As mesas das plenárias foram assim distribuídas: "O Real" com Marcelo Veras, Marcus A. Vieira, Jésus Santiago e Márcio P. S. Leite que apresentaram "mais forte que eu...o despertar", "O real da paixão", "Novos sintomas mais forte que eu" e "Mais forte que eu e o gozo"; "A Letra" com M. Josefina S. Fuentes, Márcia Rosa, Marcela Antelo e Ana L. L. Holck que apresentaram "O exílio d’A Mulher", "essas coisas absolutamente heteróclitas", "Krytonita, teu nome é mulher" e "Mais forte que eu, todo sobre mi madre"; "O Novo Amor" com Nora Gonçalves, Lêda Guimarães e Elisa Alvarenga que apresentaram "Um amor fora dos limites da lei", "De uma Escola parceiro – sintoma a um amor mais digno" e "A causa na transmissão do passe". Os que presidiram as plenárias foram, respectivamente, Sônia Vicente, Gilberto R. da Fonseca e Carlos A. Nicéas. Os debatedores Sandra A. Grostein e Romildo do R. Barros. Que as respostas tenham satisfeito a pergunta. Hiâncias obrigatórias que desmantelam a certeza do determinismo são contadas.

E, mais ainda, o XI Encontro contou com a presença de Eric Laurent. Eric Laurent esteve presente na abertura do Encontro, tendo a companhia de J. Forbes. "Lacan: o analista do futuro. Cem anos de Lacan", mote das conferências, teve o preciso intuito de homenagear o centenário de nascimento de Jacques-Marie-Émile Lacan transcorrido em 13 de abril de 1901. A chance da Psicanálise de orientação lacaniana marcar os trilhos que os psicanalistas devem seguir no futuro correspondeu à tônica dos pronunciamentos. A presença na platéia de analistas convidados, praticantes de outras orientações, foi uma nota interessante. A ausência de debates em seguida às apresentações poderia ter sido um momento alto do Encontro. Entretanto, não aconteceu. O coquetel chamava a todos para outra ordem de comemoração.

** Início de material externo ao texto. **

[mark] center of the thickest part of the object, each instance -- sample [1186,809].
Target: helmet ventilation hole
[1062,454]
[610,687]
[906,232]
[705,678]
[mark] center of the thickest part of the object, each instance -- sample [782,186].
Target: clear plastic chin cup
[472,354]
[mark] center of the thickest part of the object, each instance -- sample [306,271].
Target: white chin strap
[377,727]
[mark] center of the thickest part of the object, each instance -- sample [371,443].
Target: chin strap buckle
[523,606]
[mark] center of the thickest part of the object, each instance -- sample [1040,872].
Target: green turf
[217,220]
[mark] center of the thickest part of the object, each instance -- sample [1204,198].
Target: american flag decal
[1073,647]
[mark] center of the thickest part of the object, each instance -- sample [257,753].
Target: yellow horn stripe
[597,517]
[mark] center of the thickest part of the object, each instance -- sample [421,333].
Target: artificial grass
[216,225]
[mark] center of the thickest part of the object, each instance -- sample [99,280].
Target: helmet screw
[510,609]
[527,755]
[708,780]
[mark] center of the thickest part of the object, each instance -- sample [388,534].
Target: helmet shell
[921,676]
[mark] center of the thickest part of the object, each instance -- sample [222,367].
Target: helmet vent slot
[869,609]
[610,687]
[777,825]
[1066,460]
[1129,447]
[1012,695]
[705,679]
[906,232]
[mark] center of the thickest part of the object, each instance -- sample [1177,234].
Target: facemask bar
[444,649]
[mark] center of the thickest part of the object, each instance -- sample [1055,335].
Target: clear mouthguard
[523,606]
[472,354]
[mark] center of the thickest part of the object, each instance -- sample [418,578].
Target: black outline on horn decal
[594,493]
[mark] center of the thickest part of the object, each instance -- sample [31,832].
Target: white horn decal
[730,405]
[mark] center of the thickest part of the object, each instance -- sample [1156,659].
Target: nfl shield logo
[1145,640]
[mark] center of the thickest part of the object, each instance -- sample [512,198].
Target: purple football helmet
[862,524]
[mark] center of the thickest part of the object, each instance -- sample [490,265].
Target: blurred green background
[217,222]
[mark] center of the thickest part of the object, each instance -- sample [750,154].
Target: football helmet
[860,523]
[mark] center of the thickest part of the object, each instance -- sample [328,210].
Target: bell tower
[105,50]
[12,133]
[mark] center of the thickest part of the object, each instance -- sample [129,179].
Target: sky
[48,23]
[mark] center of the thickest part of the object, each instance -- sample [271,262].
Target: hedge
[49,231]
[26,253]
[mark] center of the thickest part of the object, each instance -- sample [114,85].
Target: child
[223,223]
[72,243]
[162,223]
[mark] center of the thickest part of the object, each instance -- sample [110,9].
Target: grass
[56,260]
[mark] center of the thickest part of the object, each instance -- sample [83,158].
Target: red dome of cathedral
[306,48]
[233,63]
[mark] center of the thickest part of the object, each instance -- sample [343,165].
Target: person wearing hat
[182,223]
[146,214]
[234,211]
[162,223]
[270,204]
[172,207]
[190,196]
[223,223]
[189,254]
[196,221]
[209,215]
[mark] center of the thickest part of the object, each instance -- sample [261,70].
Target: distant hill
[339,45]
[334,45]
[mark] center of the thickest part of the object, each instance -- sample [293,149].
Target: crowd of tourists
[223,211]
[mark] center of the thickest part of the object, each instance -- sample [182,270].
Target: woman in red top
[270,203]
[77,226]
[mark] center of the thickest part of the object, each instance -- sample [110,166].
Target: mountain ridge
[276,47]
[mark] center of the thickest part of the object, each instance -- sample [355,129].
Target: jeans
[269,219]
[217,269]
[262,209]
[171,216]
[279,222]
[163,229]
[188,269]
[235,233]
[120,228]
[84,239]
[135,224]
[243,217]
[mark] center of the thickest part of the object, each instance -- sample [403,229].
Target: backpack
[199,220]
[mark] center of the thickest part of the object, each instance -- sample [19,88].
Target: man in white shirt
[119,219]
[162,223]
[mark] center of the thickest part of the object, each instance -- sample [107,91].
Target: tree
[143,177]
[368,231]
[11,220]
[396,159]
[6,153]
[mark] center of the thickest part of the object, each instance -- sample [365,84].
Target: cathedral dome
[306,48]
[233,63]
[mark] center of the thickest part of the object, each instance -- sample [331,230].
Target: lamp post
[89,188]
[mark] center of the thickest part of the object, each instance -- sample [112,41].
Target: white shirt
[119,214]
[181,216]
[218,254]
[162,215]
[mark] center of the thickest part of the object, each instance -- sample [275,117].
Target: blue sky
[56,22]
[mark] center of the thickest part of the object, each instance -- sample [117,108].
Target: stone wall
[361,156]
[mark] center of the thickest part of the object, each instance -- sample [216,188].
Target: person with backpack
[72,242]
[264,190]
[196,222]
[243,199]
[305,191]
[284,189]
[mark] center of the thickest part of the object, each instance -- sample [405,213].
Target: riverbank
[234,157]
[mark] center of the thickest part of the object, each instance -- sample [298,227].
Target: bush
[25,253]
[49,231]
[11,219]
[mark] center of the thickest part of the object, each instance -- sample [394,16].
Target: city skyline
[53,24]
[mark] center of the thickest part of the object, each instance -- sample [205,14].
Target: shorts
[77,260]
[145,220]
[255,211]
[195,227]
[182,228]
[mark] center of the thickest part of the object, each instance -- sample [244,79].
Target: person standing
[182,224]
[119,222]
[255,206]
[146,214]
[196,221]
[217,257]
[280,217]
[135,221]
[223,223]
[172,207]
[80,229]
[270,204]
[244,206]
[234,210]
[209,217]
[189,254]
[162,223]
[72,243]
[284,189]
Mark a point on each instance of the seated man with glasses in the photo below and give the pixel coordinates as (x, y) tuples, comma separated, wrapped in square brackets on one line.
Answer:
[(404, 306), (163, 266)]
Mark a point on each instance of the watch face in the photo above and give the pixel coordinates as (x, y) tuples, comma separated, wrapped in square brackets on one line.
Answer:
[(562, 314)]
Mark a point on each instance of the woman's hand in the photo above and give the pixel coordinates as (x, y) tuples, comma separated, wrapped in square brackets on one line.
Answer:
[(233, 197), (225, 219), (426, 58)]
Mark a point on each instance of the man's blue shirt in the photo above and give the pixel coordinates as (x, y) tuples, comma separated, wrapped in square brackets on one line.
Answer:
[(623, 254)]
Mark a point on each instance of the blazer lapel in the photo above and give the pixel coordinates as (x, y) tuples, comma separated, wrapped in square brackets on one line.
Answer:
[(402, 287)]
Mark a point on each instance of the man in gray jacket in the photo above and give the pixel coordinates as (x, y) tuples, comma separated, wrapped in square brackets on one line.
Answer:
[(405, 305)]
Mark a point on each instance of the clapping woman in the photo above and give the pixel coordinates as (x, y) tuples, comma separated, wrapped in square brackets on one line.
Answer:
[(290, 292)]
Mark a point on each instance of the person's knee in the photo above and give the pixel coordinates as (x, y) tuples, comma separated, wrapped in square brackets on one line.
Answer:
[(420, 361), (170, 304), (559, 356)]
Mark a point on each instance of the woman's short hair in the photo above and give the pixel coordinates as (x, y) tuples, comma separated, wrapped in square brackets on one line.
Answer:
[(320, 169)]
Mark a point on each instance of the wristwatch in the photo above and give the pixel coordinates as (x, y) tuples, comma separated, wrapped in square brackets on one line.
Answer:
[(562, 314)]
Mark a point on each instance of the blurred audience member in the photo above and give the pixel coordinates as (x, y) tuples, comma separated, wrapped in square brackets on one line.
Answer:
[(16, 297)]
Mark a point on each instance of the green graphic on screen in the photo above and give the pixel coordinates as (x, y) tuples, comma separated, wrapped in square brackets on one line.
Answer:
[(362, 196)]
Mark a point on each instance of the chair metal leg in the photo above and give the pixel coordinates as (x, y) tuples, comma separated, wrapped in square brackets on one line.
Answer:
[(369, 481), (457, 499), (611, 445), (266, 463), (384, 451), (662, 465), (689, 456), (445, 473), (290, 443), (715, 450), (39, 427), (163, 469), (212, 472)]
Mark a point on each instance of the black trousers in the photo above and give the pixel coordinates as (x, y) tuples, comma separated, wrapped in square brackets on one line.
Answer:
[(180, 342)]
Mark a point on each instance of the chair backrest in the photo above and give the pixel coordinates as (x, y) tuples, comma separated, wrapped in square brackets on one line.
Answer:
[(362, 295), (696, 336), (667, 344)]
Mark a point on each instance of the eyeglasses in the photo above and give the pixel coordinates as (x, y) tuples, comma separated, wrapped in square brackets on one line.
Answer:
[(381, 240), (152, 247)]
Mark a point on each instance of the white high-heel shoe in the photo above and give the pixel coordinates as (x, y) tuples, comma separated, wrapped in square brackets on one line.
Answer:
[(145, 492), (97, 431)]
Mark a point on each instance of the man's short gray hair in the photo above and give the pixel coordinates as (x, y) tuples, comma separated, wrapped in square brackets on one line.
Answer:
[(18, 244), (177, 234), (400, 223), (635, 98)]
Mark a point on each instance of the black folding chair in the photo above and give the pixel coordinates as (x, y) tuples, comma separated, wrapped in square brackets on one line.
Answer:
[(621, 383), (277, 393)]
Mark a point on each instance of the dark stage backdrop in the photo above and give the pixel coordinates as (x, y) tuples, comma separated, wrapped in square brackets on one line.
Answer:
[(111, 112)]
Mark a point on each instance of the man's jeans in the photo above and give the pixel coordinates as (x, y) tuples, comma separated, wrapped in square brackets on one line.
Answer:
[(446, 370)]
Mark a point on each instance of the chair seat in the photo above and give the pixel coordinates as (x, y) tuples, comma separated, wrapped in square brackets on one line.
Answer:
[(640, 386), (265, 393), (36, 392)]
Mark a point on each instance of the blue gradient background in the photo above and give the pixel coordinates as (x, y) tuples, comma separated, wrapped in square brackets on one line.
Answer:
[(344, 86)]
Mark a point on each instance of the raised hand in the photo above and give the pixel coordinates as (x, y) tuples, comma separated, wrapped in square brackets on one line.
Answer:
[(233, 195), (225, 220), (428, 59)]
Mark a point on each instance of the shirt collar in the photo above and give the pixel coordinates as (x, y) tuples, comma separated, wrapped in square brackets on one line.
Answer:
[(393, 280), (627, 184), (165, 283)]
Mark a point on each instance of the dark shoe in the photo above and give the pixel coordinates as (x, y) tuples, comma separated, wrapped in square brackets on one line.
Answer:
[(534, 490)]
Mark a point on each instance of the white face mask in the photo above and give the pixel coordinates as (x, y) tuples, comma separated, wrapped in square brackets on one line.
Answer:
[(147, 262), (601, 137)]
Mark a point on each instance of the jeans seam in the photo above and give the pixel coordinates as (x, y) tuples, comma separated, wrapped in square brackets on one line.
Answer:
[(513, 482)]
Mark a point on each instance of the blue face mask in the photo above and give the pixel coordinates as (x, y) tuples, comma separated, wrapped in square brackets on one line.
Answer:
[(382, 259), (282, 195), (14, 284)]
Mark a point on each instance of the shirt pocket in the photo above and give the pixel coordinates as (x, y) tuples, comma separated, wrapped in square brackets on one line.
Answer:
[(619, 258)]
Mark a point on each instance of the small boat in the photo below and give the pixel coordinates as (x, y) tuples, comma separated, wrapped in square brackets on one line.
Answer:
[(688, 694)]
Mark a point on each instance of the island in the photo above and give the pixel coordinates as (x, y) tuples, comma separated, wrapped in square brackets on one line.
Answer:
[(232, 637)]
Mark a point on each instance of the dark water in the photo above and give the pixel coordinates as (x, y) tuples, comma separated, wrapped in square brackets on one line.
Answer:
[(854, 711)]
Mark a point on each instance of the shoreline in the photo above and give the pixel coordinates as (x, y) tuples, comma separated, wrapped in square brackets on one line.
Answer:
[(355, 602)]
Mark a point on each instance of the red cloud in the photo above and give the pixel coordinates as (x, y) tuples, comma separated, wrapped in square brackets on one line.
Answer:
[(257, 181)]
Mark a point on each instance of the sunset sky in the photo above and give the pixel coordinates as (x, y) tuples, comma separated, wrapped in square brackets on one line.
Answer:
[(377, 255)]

Eric Laurent também foi o responsável pelos Seminários que encerraram os trabalhos nas noites de Sexta,20, e Sábado, 21. Os dois Seminários caracterizaram-se pela fala em torno de termos conhecidos na logicização psicanalítica: "Sintomas e Repetição" e "O Fecho e o Fechamento em Psicanálise". O segundo Seminário, assistido por este repórter inexperiente, circulou sobre as vertentes finita e infinita da cura psicanalítica. E Laurent com a formulação "infinita atual" buscou definir, de maneira nova, o impasse entre ambas vertentes. Na escuta deste repórter, Laurent defendeu a perspectiva de que a cada instante, a cada pontuação, a cada sessão o infinito da análise se presentifica, ao lado possibilidade de conclusão, e cabe ao psicanalista e cabe ao analisante a direção que aí é dada. Direção qualquer, desde que produza conseqüência e o significante balize e o gozo revele.

Enfim. O XI Encontro acabou. Encerrou-o Maria do Carmo Dias Batista, coordenadora do Encontro e Presidente da Es cola Brasileira de Psicanálise. Uma fala emocionada.

Não há como evitar, é mais forte que cada eu, a impressão de que algo muito importante se deu mas que, ao mesmo tempo, algo muito importante se perdeu. A vida continuava enquanto rolavam as falas, o afazeres do dia a dia permanecem. Na incessante repetição de continuar a analisar e a fazer do significante "Psicanálise" uma presença "perturbançosa " – perturbadora e esperançosa – na cultura de Deus morto e de Ciência – invenção dos irmãos – viva.